Millie Kendall MBE, chief executive of The British Beauty Council says: "These biographical films showcase what the beauty industry really does for its clients and how essential they are to British communities up and down the country. Whether it's your sexual orientation and fitting in, or whether it's being supported through cancer treatment or the loss of a loved one, the benefits of salons go above and beyond simply having a haircut or a facial."

More than 7,000 salons in the UK have gone out of business since March last year following the forced closures in light of the pandemic; the British Beauty Council fears more businesses will suffer the same fate unless people start returning for treatments. The UK's £30bn beauty industry was one of the sectors most heavily impacted by coronavirus measures, with salons closed for more than 200 days of lockdown. It employs more than 600,000 people, of which more than 80 per cent are women. At £30bn, the beauty industry contributes more to the UK economy than pubs, which contribute £23bn a year.

BRING BACK BEAUTY SERIES – FIVE FILMS AND A COMPILATION

Friday Ladies – "We all have the same appointments week in week out, every Friday"

The story of The Friday Ladies follows a group of women who have visited the same salon, The Hair Surgery in Wollaston, every Friday for 30 years. It explores how the salon with its owner Tim has been a coping mechanism for the ladies through cancer and loss of loved ones ­– and touches on how they have coped with the twists and turns of life in Covid. "You're made to feel special – that's why you come to the hairdresser's isn't it? When you walk out, you think great," says Jenny.

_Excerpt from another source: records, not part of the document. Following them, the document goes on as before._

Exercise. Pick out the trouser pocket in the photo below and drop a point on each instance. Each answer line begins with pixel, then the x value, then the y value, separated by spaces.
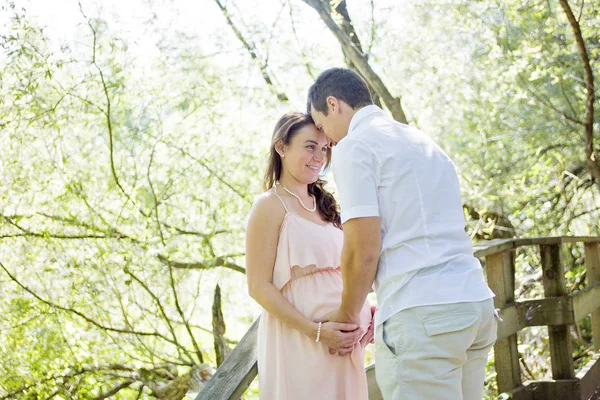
pixel 447 323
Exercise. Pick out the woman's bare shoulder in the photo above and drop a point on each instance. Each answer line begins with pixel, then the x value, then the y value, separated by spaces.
pixel 268 207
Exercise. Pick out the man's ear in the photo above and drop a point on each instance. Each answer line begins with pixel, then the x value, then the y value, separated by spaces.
pixel 333 104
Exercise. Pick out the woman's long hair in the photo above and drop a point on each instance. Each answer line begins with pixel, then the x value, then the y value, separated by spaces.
pixel 285 130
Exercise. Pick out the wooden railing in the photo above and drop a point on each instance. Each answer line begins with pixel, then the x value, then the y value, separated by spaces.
pixel 557 310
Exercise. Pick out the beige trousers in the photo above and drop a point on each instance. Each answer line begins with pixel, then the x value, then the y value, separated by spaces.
pixel 435 352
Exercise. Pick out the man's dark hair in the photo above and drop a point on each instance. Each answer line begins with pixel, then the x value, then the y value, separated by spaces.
pixel 343 84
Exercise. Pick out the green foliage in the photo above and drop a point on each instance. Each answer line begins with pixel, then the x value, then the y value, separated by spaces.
pixel 129 163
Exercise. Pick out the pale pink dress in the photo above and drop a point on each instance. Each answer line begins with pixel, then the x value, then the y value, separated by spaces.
pixel 290 364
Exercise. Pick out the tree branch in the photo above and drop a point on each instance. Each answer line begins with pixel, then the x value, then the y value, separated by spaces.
pixel 592 159
pixel 80 314
pixel 251 47
pixel 114 390
pixel 221 348
pixel 219 262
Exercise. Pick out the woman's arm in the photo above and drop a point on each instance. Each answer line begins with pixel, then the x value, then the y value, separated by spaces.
pixel 262 236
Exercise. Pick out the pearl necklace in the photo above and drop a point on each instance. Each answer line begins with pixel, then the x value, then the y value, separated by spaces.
pixel 299 199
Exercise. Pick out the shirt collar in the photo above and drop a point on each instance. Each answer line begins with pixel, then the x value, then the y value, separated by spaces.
pixel 361 114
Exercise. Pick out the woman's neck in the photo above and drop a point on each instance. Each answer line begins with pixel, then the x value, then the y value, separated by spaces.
pixel 291 184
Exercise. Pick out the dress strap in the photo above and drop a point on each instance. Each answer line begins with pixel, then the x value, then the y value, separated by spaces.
pixel 274 191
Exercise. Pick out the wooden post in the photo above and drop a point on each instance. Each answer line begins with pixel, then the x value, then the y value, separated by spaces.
pixel 561 351
pixel 592 264
pixel 501 279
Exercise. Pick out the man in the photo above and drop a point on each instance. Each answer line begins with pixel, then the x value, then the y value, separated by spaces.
pixel 404 233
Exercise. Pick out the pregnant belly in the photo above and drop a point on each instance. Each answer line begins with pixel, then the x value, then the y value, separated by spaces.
pixel 318 294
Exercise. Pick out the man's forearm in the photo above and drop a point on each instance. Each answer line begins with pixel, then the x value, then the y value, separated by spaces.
pixel 358 273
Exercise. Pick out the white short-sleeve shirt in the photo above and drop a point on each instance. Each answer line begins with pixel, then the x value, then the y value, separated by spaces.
pixel 393 171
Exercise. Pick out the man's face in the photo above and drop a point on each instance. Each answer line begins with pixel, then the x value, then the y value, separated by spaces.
pixel 330 124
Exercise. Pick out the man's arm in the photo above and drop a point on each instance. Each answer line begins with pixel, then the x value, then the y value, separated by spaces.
pixel 360 254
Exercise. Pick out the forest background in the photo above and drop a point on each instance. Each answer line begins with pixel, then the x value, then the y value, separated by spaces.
pixel 133 138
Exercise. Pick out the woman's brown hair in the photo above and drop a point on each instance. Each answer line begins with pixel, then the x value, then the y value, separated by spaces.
pixel 285 129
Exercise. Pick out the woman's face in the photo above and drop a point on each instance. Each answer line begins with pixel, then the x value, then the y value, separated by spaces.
pixel 306 154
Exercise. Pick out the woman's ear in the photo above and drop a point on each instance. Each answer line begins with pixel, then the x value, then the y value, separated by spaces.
pixel 279 148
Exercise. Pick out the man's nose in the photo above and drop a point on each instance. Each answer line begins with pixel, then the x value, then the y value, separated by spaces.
pixel 320 155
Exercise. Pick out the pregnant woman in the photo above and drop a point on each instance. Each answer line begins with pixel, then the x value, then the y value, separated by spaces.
pixel 293 250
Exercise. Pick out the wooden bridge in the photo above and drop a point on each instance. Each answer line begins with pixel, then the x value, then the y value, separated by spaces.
pixel 558 310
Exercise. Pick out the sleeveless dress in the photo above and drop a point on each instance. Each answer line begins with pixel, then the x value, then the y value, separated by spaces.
pixel 307 272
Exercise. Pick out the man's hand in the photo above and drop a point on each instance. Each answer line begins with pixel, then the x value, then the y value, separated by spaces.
pixel 369 337
pixel 346 320
pixel 337 335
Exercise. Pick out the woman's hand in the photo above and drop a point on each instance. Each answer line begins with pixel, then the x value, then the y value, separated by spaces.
pixel 337 335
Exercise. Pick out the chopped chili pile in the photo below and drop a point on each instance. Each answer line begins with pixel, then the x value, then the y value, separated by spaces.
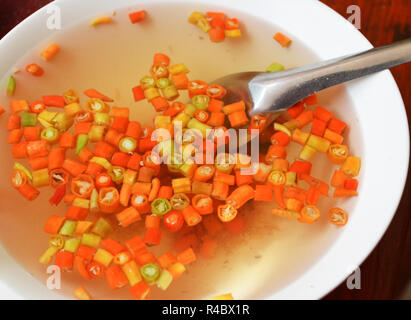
pixel 114 169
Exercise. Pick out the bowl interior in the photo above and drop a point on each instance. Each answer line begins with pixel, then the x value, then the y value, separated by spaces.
pixel 274 252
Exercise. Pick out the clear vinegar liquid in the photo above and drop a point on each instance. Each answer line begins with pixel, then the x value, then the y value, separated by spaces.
pixel 112 58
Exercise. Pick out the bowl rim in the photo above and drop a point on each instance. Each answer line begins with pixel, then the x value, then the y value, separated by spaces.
pixel 330 37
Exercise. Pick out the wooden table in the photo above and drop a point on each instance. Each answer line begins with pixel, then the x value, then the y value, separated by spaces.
pixel 388 268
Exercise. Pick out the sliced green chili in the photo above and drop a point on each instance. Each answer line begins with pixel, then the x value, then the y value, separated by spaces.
pixel 179 201
pixel 68 228
pixel 150 272
pixel 164 280
pixel 160 206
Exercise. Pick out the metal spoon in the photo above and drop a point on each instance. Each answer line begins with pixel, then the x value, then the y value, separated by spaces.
pixel 275 92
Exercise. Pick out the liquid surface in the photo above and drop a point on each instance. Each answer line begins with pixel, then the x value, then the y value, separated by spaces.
pixel 112 59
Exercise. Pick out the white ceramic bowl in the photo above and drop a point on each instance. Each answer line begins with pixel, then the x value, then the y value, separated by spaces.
pixel 379 134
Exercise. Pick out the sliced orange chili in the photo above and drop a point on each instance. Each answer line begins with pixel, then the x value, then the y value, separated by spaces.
pixel 338 216
pixel 226 212
pixel 203 203
pixel 82 186
pixel 18 179
pixel 58 177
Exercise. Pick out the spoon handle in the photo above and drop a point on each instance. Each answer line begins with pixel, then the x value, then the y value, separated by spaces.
pixel 283 89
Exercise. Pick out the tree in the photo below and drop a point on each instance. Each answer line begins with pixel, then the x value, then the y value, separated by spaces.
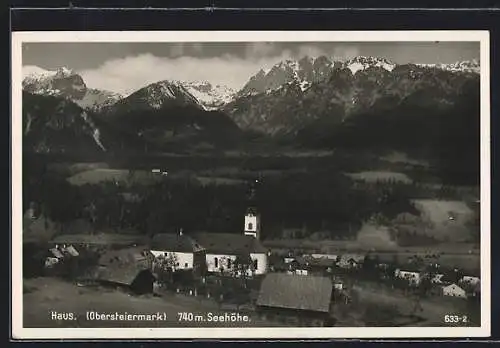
pixel 243 264
pixel 164 266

Sugaring – "It felt like a miracle"

Tabia Farhin Salam describes how, before the pandemic, sugaring – a hair removal treatment that uses just water, lemon and sugar – transformed her life. "It felt like a miracle. I genuinely felt like a new person." But then the salon closed as Covid hit. "I slowly saw the hair growth coming back and saw what my face looked like. Knowing the business survived – they are one of my support systems."

Not another salon – "I use pretty much every pronoun in the book"

Tells the story of how Sophia Hilton opened the salon for "people who don't feel they fit in with the rest of the world". Some have so much anxiety, she says, that some only write down what they would like on a piece of paper. "I use pretty much every pronoun in the book – I am gender fluid person from Italy," says client, Wade. "When you're here, you can be the best version of yourself and not be ashamed of the looks or the judgment."

Crown – "A salon is more than just a haircut"

James Lefevre thought it was game over for his salon after the first lockdown – and then last summer, he was diagnosed with ADHD. He began working for charity as way of escaping his house, which opened his world. "If the pandemic taught us anything, it is to be kind to each other," he says. Now returned to the salon, James adds: "When you go to a hair salon you're supporting people that do more than just style your hair."

Life Spa – "The community has been amazing"

Jonida Lile, owner of LifeSpa, wasn't sure what the future would hold when the restrictions forced her salon to close. She was scared – not just for the survival of her business but also for her staff, many of whom were single mums. "I had to get financial help to pay their wages – I didn't want to put them in a difficult position mentally or physically." The salon has since reopened, buoyed by support from the local community. "Customers were buying gift vouchers even though we were closed. They have been amazing," adds Jonida.